Pengurus Besar Nahdlatul Ulama (PBNU) menggelar Simposium Tradisi Islam Nusantara sebagai bagian dari Festival Tradisi Islam Nusantara dalam rangka Harlah 1 Abad NU. Kegiatan ini akan berlangsung di Banyuwangi, Jawa Timur pada Senin (9/1/2023) besok.


Panitia Pelaksana Simposium Tradisi Islam Nusantara Ayung Notonegoro menyampaikan bahwa kegiatan itu dilaksanakan untuk merekam perkembangan tradisi Islam di Nusantara selama ini dengan keragaman bentuknya.


"Ini bertujuan untuk merekam secara intelektual, bagaimana perkembangan dan wujud dari tradisi Islam Nusantara itu sendiri yang mana dalam praktiknya tradisi di Indonesia ini sangat erat kaitannya dengan nilai-nilai keislaman," ujarnya kepada NU Online pada Ahad (8/1/2023).


Karenanya, simposium ini juga berupaya untuk merumuskan dan mengonsepkan definisi dari Tradisi Islam Nusantara dan ruang lingkupnya dalam berbagai dimensi kebudayaan yang ada.

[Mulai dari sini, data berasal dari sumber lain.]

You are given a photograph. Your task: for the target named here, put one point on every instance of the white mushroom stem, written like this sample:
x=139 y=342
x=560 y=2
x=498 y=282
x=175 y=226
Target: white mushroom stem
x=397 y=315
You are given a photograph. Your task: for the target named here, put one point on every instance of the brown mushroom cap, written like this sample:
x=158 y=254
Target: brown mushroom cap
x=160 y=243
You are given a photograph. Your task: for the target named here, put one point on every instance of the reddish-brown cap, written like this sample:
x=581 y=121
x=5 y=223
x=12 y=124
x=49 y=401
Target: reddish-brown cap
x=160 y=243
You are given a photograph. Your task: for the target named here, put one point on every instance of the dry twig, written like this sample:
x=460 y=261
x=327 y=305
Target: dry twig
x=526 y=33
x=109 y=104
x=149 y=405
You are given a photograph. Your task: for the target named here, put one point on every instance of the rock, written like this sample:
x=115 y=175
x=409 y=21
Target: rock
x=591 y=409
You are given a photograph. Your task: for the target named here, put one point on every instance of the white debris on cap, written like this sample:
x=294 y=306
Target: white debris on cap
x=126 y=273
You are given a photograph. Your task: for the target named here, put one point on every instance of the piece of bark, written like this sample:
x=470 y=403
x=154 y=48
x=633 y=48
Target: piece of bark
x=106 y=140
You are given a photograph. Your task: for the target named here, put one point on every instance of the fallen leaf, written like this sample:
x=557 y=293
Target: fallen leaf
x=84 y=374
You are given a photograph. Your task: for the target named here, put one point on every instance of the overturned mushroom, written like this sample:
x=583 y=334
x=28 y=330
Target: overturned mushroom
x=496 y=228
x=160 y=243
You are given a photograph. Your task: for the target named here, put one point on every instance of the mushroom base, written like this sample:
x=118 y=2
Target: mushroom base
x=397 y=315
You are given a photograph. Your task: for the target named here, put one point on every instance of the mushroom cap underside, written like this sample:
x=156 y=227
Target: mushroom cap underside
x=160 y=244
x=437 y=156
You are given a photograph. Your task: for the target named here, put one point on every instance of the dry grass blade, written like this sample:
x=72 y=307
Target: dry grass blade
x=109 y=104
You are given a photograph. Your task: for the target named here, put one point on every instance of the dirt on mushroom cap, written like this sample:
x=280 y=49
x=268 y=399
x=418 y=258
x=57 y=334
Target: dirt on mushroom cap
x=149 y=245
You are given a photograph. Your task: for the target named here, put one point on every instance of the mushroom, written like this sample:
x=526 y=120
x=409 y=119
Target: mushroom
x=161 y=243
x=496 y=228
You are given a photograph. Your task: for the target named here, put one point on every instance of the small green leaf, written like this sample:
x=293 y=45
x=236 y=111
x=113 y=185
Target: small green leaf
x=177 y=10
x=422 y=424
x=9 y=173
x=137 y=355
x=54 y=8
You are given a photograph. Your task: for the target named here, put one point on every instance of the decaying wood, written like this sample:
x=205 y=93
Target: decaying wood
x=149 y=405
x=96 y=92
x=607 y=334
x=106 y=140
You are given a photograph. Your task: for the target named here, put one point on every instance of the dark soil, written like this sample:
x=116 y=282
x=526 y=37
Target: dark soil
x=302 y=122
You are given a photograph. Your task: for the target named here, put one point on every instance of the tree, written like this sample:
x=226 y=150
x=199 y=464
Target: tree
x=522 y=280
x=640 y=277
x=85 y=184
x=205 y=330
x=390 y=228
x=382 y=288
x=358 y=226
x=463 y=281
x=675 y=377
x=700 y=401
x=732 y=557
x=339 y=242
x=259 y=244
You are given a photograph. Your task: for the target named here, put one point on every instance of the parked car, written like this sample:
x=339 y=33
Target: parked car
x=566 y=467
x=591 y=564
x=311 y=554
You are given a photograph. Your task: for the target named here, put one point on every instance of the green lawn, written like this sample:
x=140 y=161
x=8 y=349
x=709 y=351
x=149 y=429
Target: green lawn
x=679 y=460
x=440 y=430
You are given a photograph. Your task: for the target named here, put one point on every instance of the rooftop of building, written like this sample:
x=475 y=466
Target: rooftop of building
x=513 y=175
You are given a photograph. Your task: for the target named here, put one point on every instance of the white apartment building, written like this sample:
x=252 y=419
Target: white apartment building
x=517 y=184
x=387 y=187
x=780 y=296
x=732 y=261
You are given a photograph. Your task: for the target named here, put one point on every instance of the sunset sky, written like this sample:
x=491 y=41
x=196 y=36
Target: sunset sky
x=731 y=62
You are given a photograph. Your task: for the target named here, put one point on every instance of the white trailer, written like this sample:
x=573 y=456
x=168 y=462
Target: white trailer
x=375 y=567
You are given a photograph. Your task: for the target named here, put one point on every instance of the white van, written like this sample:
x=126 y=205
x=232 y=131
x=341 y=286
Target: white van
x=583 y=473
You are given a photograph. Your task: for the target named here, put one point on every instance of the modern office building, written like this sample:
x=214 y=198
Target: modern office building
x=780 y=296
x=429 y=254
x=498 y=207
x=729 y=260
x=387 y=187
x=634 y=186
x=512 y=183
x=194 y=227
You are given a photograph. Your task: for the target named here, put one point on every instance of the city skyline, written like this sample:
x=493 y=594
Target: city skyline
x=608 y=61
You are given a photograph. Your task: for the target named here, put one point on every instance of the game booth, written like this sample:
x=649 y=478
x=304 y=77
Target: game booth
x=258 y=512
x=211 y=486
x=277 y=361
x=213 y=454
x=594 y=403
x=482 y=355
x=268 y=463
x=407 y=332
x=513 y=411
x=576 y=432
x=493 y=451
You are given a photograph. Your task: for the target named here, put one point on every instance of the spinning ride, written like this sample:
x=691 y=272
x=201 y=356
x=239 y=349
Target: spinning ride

"Itulah yang kemudian perlu dilakukan satu upaya intelektual dalam merumuskan apa sih definisi tradisi Islam Nusantara itu sendiri? Dan bagaimana ruang lingkupnya dalam berbagai bentuk-bentuk kebudayaan di Indonesia," ujar Ayung.


Ia mengatakan bahwa tradisi Islam Nusantara yang dimaksud tidak hanya semata-mata perihal kebudayaan yang berupa tari-tarian atau nyanyian, tetapi juga dalam bentuk mode pakaian, arsitektur, hingga kuliner.


"Itu banyak sekali ragam tradisi yang dipengaruhi oleh nilai-nilai keislaman sehingga hal ini perlu dibukukan dengan sangat baik," katanya.


Oleh karana itu, simposium ini mengundang berbagai pihak untuk terlibat dalam perumusan tersebut agar diperoleh beragam perspektif sehingga saling melengkapi satu sama lain. "Di sinilah kami mengundang para cendekiawan, para ulama, dan juga para penggiat kebudayaan itu sendiri dari berbagai lokus kebudayaan di Nusantara," katanya.


Cendekiawan atau akademisi yang bergeliat di kampus-kampus ini dilibatkan sebagai representasi intelektualitas keilmiahan suatu kajian. Sementara para ulama tentunya mewakili pandangan keagamaan mengenai kebudayaan. "Karena ini berkaitan dengan keagamaan, maka perspektif para ulama menjadi penting untuk memberikan pendefinisian," ungkap Ayung.


Selain itu, simposium juga menghadirkan para pakar yang ahli dalam ragam ekspresi kebudayaan Islam Nusantara, seperti pakar musik gamelan dan pakar wayang. Ada pula para penggiat kebudayaan dari berbagai daerah keislaman di Nusantara yang memiliki sejarah keislaman yang cukup kuat di Nusantara.


Simposium juga melibatkan kreator konten guna memberikan pandangan dalam menentukan arah tradisi Islam Nusantara ini bisa adaptif dengan perkembangan zaman yang ada. "Kita juga melibatkan para content creator agar turut memikirkan Bagaimana ekspresi dari tradisi Islam nusantara ini bisa beradaptasi dengan situasi zaman hari ini," pungkasnya.